The lamps were lit...

a bride and groom emerged from the smog, became man and wife in a swift, yet moving ceremony--at arguably LA's most romantic locale--and then processed into the modernist concrete courtyard.

Delicious foods were served at the reception and a vinyl-spinning DJ brought the noise. Again, I don't mean to pull back the Venetian blinds that shield the secret and wild nightlives of public-radio personalities, but Holy Crap can that Krista Tippett dance a mean Limbo...

A beautiful wedding aside, bad things tend to happen when I visit California. Once, I went to San Francisco for a gig and awoke to a medium-sized earthquake, which seemed to say, "If you've wondered what it would feel like if you won the slots in Vegas, and then fed all 200 quarters into the vibrating, heart-shaped bed at the same time, ponder no further."

This time, I went to Venice Beach for the first time, and somewhere nearby, Dennis Hopper expired; Gary Coleman had turned up his toes the day before. Now, the narcissism of blog-writing aside, I'm not implying my movements have any effect on anyone, really, but could there be some link? An MD Super-80 extends its flaps at Dallas/Ft. Worth, and a dimuntive actor in Utah suffers a brain hemorrhage?

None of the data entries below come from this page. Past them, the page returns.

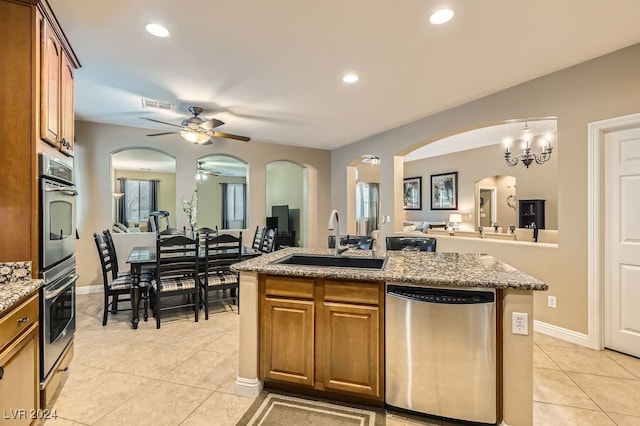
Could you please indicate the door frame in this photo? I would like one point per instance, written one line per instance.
(595, 221)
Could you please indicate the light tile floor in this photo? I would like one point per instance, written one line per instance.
(184, 374)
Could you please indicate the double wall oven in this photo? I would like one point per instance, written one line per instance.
(58, 262)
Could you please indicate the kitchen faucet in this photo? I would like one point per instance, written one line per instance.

I don't mind admitting that it got me thinking, though, and so I did some research into my whereabouts when the world lost Hervé Villechaize on September 4, 1993. And you know what? I have absolutely no idea what I was doing. Probably sweeping the dance floor at the Joyce.

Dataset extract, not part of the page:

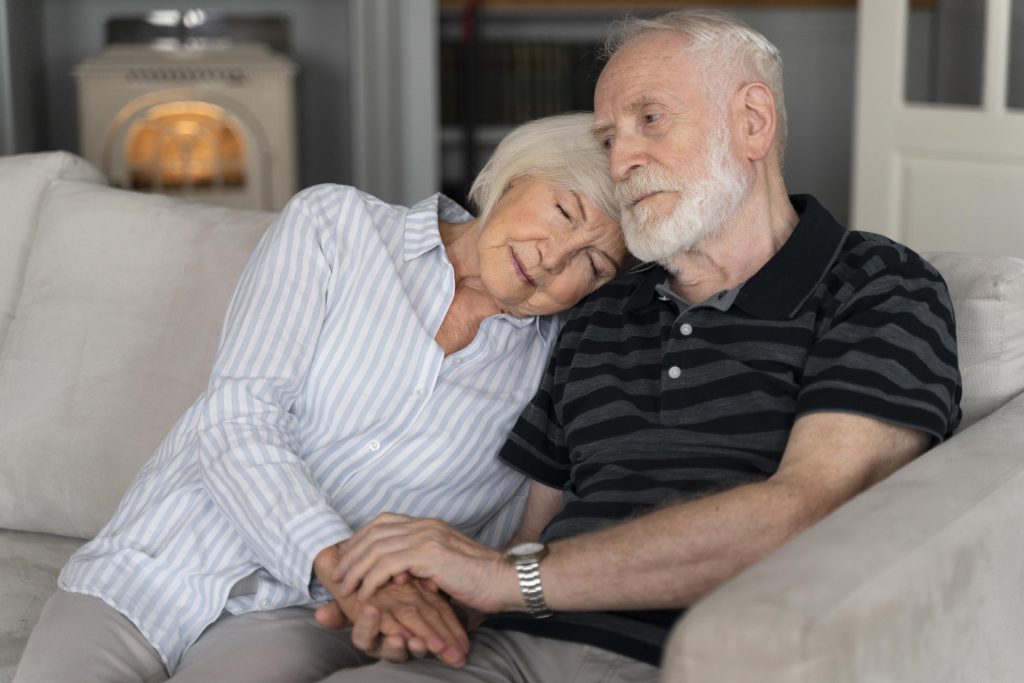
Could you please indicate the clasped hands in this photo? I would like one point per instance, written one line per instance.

Alors, I'll impart the following bit of wisdom: If you're a middle-aged celebrity under 4'-8", you better make sure your affairs are in order if I either reach for a broom, or board a jetliner.

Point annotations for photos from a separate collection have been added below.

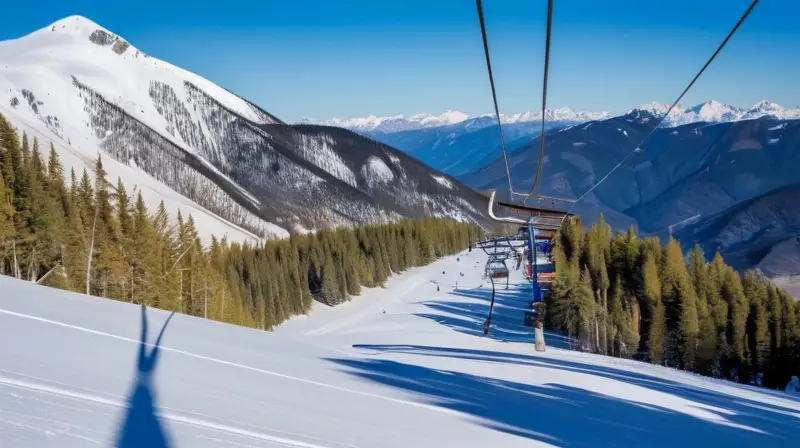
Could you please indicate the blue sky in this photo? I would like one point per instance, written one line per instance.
(350, 58)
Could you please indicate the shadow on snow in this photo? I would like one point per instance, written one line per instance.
(576, 417)
(142, 426)
(508, 315)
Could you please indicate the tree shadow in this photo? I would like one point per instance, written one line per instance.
(508, 315)
(142, 427)
(574, 417)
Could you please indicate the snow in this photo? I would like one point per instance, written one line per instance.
(38, 70)
(443, 181)
(399, 123)
(403, 366)
(135, 180)
(710, 111)
(376, 172)
(716, 112)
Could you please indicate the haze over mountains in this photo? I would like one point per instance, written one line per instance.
(238, 169)
(712, 174)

Writing of which, I am a huge fan of periodic jet travel, even though you now have to pay for checked bags, blankets and bad food, and despite the fact that we were never intended to be up there in the first place-- otherwise we'd have spray feathers available to us in random office buildings in LA instead of spray tans.

The flight back was direct, but due to bad weather somewhere in the middle of the country, we hung a Louie in New Mexico and hauled ass for the Great Lakes.

Then around the stretch we came, and BAM! We were over Manhattan and swung wide over the Atlantic before sliding into the Rockaways, and the airfield formerly known as Idlewild. Given the freakin' traffic on the Van Wyck on the way outta there, I wish they had left the damn golf course alone.

* Good word, huh?


  1. sounds like a good time - the wedding, not the bike wreck. as for mr. coleman? heard his death has forced the writers of "Avenue Q" to consider re-writing his character in the show - it would somehow (apparently) be worse to make such fun of him after he's dead?

  2. I dunno, but Van Gogh allegedly only sold one painting when he was alive, right? You see the parallel?

  3. Interesting trip! Now I won't have to always wonder what killed Gary Coleman.

  4. Surely you cannot take the blame for all of this, unless like me, you are Catholic. Despite your unwarranted guilt, it sounds as though the wedding was wonderful. What a creative idea for a wedding venue. I'm glad you made it home safely. Now you can catch up on all the wretched news like people wanting to Nuke the oil spill. You weren't at that meeting, were you?